Originally Posted By: Shannow
Originally Posted By: 440Magnum
Depends on WHAT KIND of excess it is. If you have excess wind or solar off-peak, then DANG sure use it. If you have excess steam plant (coal, nuclear, wood-pulp, or natural gas) power off-peak, then under some circumstances it *might* make more sense to let it run through the off-peak hours and incur the inefficiency of storage rather than the inefficiencies of throttling or shut down/bring up of a steam plant. But if you have a gas-turbine peaking plant... SHUT IT DOWN! It costs almost nothing to cold-start gas turbine plants since they can come online in a handful of minutes and throttle well. Same for hydroelectric, there's no sense in generating anything excess over demand with hydro other than off-peak pumped storage (the way Grand Coulee Dam is set up to use its excess generation to lift water into Banks Lake, for example.)

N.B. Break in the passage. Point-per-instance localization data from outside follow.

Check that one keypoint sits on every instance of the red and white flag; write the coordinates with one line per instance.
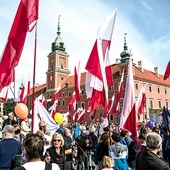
(140, 103)
(41, 98)
(111, 103)
(24, 21)
(41, 114)
(128, 117)
(99, 75)
(56, 95)
(72, 102)
(119, 95)
(167, 71)
(24, 91)
(4, 94)
(77, 76)
(81, 115)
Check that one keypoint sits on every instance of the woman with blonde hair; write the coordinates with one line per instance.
(103, 148)
(108, 163)
(55, 154)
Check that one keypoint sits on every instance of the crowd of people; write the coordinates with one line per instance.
(82, 146)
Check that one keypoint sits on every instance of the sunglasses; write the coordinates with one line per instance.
(56, 140)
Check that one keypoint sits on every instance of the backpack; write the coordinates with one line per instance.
(48, 166)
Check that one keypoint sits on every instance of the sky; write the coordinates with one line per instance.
(145, 22)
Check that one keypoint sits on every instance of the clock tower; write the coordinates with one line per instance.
(58, 71)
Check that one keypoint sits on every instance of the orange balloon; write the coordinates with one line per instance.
(21, 110)
(58, 117)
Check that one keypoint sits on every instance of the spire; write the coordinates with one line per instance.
(58, 31)
(125, 54)
(125, 46)
(58, 44)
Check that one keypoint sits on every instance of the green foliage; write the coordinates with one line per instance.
(9, 106)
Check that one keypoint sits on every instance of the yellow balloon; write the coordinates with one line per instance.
(21, 110)
(58, 117)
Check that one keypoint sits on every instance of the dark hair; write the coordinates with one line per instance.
(124, 132)
(116, 137)
(153, 140)
(142, 136)
(34, 146)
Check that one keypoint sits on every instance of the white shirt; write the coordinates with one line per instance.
(40, 165)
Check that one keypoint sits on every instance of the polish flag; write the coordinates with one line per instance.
(41, 114)
(72, 102)
(4, 94)
(167, 71)
(75, 116)
(25, 20)
(99, 75)
(24, 91)
(81, 115)
(41, 98)
(53, 110)
(77, 76)
(128, 118)
(119, 94)
(140, 103)
(56, 95)
(111, 103)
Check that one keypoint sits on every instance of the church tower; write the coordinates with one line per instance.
(58, 71)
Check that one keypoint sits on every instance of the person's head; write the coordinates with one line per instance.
(104, 138)
(8, 131)
(33, 147)
(108, 162)
(124, 133)
(115, 137)
(83, 130)
(141, 138)
(11, 115)
(57, 140)
(67, 132)
(17, 129)
(42, 126)
(153, 141)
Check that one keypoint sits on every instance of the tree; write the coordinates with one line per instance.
(9, 106)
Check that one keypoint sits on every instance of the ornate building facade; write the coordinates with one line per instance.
(157, 90)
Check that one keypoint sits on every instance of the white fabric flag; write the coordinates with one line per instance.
(40, 113)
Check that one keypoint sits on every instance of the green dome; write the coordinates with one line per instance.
(58, 44)
(125, 54)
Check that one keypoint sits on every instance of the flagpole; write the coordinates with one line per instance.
(33, 89)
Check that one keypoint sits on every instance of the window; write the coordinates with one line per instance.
(136, 86)
(110, 88)
(167, 104)
(51, 78)
(151, 104)
(69, 93)
(158, 90)
(82, 91)
(159, 103)
(111, 117)
(83, 105)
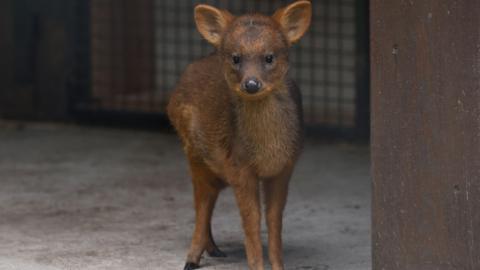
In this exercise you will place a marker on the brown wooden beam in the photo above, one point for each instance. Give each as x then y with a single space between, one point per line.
425 64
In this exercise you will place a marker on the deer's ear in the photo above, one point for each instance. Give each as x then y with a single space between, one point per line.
294 19
212 23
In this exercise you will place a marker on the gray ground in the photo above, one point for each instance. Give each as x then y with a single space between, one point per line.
83 198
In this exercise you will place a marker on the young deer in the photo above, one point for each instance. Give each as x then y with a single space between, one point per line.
240 120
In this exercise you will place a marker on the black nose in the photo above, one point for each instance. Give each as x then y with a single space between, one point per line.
252 85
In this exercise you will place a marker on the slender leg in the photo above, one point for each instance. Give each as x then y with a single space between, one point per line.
247 196
276 190
212 248
205 194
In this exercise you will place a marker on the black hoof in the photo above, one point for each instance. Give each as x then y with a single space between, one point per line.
217 253
191 266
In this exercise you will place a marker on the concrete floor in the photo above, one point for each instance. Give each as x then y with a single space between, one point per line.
83 198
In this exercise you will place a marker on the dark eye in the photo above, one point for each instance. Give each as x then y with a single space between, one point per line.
236 59
269 58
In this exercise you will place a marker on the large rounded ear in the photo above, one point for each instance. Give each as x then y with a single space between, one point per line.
294 19
212 22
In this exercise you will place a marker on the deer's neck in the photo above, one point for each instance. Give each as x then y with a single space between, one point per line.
267 130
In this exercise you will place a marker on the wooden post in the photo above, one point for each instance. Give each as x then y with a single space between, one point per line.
425 64
6 53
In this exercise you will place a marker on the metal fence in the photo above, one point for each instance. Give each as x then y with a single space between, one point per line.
138 49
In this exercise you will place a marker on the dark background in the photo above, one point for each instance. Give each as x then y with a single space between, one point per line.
115 62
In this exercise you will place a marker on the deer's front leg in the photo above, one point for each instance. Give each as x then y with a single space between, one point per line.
246 190
276 190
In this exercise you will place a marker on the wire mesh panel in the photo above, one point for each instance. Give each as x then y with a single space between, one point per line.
140 48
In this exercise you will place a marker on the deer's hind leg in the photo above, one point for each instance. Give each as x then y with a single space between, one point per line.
206 188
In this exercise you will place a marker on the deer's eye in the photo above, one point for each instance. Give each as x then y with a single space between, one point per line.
236 59
269 58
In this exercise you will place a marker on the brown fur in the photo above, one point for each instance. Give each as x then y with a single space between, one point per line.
236 138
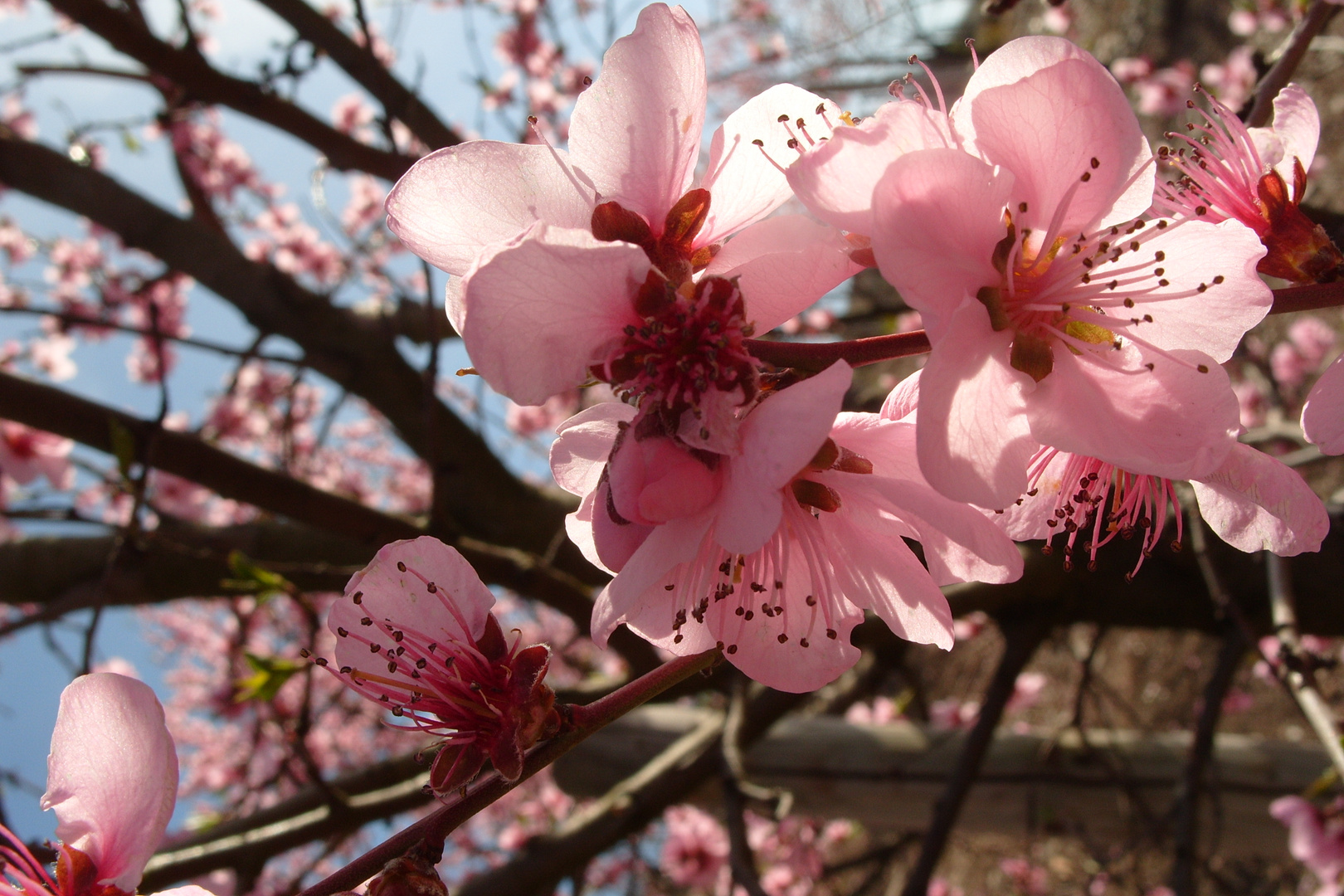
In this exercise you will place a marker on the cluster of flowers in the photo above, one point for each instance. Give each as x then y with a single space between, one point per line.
1079 309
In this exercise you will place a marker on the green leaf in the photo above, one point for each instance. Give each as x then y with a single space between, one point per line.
123 446
269 676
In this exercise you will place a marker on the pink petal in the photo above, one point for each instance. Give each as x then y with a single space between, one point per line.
836 179
1293 134
386 592
112 776
778 438
453 304
784 265
613 542
1254 503
938 204
578 527
1025 519
1215 320
459 201
636 130
1322 416
1172 422
902 403
543 308
1045 109
583 444
746 182
973 441
960 543
884 577
667 546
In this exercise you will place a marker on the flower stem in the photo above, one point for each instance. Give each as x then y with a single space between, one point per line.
585 720
817 356
1308 299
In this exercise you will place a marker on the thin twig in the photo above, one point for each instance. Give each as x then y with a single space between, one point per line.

It takes about 100,000 litres of diesel to get a coal plant back running after it's been shut down.
Coal fired operators have to weigh up the money that they lose overnight with the money (and thermal fatigue) to restart them in the morning...overnight in Oz, the wholesale price can reach NEGATIVE $100/kWhr, when the generators typically get 4.5c/kWHr during the day.
economics aren't necessarily efficient.
As an engineer, I'd prefer an efficient grid,but economists chopped nearly 2% off my state efficiency with their "economic" efficiencies.
Glad you provide the technical basis. There's way too many armchair operators that don't understand the realities of operating plants, and would prefer to spout some party line arguments created by screenwriters and lawyers rather than engineers.